Millî Eğitim Bakanlığı (MEB) Özel Eğitim ve Rehberlik Hizmetleri Genel Müdürlüğü, özel gereksinimli bireylerin istihdam ve üretim süreçlerine katılımını artırmak amacıyla yürüttüğü "Özel Eğitimde Mesleki Eğitimin Güçlendirilmesi Projesi" kapsamında kritik bir adımı daha tamamladı. UNICEF iş birliğiyle hayata geçirilen projenin onuncu bölgesel eğitimi, 22-26 Aralık 2025 tarihleri arasında Bursa'da geniş bir katılımla gerçekleştirildi.
Bursa'da düzenlenen ve beş gün süren yoğun programda; özel eğitim meslek liseleri, meslek okulları, mesleki eğitim merkezleri (MESEM) ve mesleki teknik anadolu liselerinde görev yapan 72 kadrolu meslek öğretmeni bir araya geldi. Eğitimlerde, özel eğitim öğrencilerinin atölye ve sınıf ortamındaki bireysel ihtiyaçlarına yönelik öğretim yöntemlerinin uyarlanması ve modern tekniklerin mesleki eğitim süreçlerine entegrasyonu üzerine kapsamlı bir müfredat işlendi.

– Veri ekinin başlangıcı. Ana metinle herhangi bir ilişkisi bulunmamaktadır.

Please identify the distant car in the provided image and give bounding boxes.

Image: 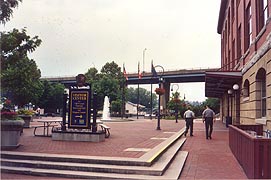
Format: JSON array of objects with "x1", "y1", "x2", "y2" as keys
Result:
[
  {"x1": 44, "y1": 113, "x2": 55, "y2": 117},
  {"x1": 144, "y1": 113, "x2": 156, "y2": 117}
]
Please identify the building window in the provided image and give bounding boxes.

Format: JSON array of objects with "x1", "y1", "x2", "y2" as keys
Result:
[
  {"x1": 245, "y1": 3, "x2": 252, "y2": 51},
  {"x1": 228, "y1": 50, "x2": 231, "y2": 70},
  {"x1": 243, "y1": 79, "x2": 250, "y2": 97},
  {"x1": 232, "y1": 0, "x2": 235, "y2": 21},
  {"x1": 225, "y1": 22, "x2": 228, "y2": 47},
  {"x1": 258, "y1": 0, "x2": 269, "y2": 33},
  {"x1": 228, "y1": 9, "x2": 231, "y2": 35},
  {"x1": 232, "y1": 39, "x2": 236, "y2": 68},
  {"x1": 263, "y1": 0, "x2": 269, "y2": 24},
  {"x1": 222, "y1": 30, "x2": 226, "y2": 70},
  {"x1": 256, "y1": 68, "x2": 266, "y2": 118},
  {"x1": 237, "y1": 25, "x2": 242, "y2": 59}
]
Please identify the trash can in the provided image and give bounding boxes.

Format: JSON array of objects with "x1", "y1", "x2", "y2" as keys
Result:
[{"x1": 226, "y1": 116, "x2": 232, "y2": 127}]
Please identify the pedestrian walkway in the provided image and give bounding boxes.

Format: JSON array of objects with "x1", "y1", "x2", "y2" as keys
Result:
[
  {"x1": 1, "y1": 117, "x2": 248, "y2": 179},
  {"x1": 180, "y1": 119, "x2": 247, "y2": 179}
]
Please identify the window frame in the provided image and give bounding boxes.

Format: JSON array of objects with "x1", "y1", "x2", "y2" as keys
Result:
[
  {"x1": 256, "y1": 68, "x2": 267, "y2": 118},
  {"x1": 257, "y1": 0, "x2": 269, "y2": 33},
  {"x1": 245, "y1": 3, "x2": 252, "y2": 51},
  {"x1": 243, "y1": 79, "x2": 250, "y2": 101}
]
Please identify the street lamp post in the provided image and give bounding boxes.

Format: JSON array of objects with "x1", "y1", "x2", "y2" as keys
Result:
[
  {"x1": 137, "y1": 48, "x2": 147, "y2": 120},
  {"x1": 233, "y1": 84, "x2": 240, "y2": 124},
  {"x1": 143, "y1": 48, "x2": 147, "y2": 74},
  {"x1": 226, "y1": 89, "x2": 233, "y2": 127},
  {"x1": 150, "y1": 81, "x2": 153, "y2": 120},
  {"x1": 226, "y1": 84, "x2": 239, "y2": 127},
  {"x1": 154, "y1": 65, "x2": 164, "y2": 130},
  {"x1": 171, "y1": 84, "x2": 179, "y2": 123},
  {"x1": 157, "y1": 77, "x2": 163, "y2": 130},
  {"x1": 62, "y1": 90, "x2": 68, "y2": 131}
]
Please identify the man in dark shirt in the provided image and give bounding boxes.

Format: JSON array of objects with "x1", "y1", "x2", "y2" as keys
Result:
[{"x1": 202, "y1": 105, "x2": 216, "y2": 139}]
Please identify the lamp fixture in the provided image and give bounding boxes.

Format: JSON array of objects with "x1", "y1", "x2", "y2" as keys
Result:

Eğitimler, alanında uzman akademisyenler tarafından teorik ve pratik modüller halinde sunuldu. Programa akademik vizyonlarıyla;
Ankara Üniversitesi'nden Prof. Dr. Seray Olçay,
Osmangazi Üniversitesi'nden Doç. Dr. Derya Genç Tosun,
Uludağ Üniversitesi'nden Dr. Öğretim Üyesi Ceyda Turhan katkı sağladı.

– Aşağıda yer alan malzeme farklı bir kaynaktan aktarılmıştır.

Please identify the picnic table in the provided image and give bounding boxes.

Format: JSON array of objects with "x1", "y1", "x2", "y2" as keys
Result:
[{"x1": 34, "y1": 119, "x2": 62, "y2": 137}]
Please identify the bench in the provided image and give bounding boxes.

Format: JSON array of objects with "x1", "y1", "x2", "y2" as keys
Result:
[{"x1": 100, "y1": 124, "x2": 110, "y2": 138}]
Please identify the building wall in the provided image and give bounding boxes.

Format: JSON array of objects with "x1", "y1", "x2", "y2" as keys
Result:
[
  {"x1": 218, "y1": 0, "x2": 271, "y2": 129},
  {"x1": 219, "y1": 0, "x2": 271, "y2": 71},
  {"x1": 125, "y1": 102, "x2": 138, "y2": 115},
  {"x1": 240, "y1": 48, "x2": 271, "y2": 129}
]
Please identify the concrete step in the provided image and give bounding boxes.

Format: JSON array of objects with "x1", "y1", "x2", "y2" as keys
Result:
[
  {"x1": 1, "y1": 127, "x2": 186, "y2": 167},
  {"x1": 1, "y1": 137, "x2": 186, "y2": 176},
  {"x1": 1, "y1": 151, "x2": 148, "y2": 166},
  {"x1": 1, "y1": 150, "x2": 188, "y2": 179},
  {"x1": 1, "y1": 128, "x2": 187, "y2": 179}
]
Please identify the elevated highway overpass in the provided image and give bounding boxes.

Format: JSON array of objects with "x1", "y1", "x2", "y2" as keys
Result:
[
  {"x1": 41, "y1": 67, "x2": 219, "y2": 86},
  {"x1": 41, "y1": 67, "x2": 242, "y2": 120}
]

Açılış törenine MEB Eğitim Politikaları Daire Başkanı Dr. Kader Arkan Sezgin ve Bursa İl Millî Eğitim Müdürü Gürhan Çokgezer katılarak, mesleki eğitimin özel bireylerin toplumsal hayata tutunmasındaki hayati rolüne dikkat çektiler.
Bursa ayağıyla birlikte projenin kapsamı genişlerken, gözler Ocak 2026'da Gaziantep'te yapılacak bir sonraki eğitime çevrildi. Proje sonunda toplam 500 meslek öğretmeni, aldıkları bu nitelikli eğitimi mahalli kurslar aracılığıyla kendi bölgelerindeki meslektaşlarına aktaracak. Bu "çarpan etkisi" modeli sayesinde, özel eğitimde iyi uygulamaların Türkiye genelinde yaygınlaştırılması ve sistemin sürdürülebilir hale getirilmesi planlanıyor.
Bu proje sadece bir öğretmen eğitimi olmanın ötesinde, özel eğitim ihtiyacı olan gençlerin "tüketen" değil "üreten"bireyler olmasını hedefliyor. Mesleki yeterlilik kazanan özel bireylerin istihdam edilebilirliğinin artması, hem toplumsal kapsayıcılığı güçlendiriyor hem de Türkiye'nin mesleki eğitim yapısını daha nitelikli bir zemine taşıyor.